Group-A officers from Ordnance Factory Service asked to leave; the move is part of larger plan to cut the flab.
The defence ministry has forcibly retired a set of bureaucrats for non-performance, after a detailed screening process found them unfit to continue in government service. The strong step — the first to be taken at such a scale by the ministry — will see 13 babus from the Indian Ordnance Factories Service (IOFS) retire early.
The ministry said that the government officers have been retired “in public interest due to their overall unsatisfactory performance”. The retirement is part of a larger government policy to cut the flab and punish officers found unfit for duty to open up vacancies for younger staff.
While there were instances in the past, of junior level bureaucrats and officials getting compulsory retirement, this is for the first time that the government has effected a mass retirement of Group-A service officers, who were selected through a rigorous central screening process is unusual.
The Ordnance Factory Board, which still makes most of the ammunition being used by the armed forces, has come under criticism by audit bodies as well as the military for non-performance, inferior quality of production and repeated failure to meet timelines.

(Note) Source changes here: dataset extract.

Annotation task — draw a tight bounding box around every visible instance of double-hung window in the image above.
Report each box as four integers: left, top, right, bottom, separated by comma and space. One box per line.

The IOFS service leads the 39 ordnance factories that employ close to one lakh employees across the nation.
As reported, in a set of new reforms, described as the biggest post-independence, over 57,000 Army personnel are being redeployed from non-core duties like postal service and military farms to combat-oriented duties.
The restructuring includes shutting down of military farms, optimising signal units and reforming the National Cadet Corps (NCC) and will be completed by 2019.
The reforms to cut down flab are the first stage in larger plans to improve the “teeth to tail ratio” — the number of personnel in active combat role in relation to support units that facilitate the frontline.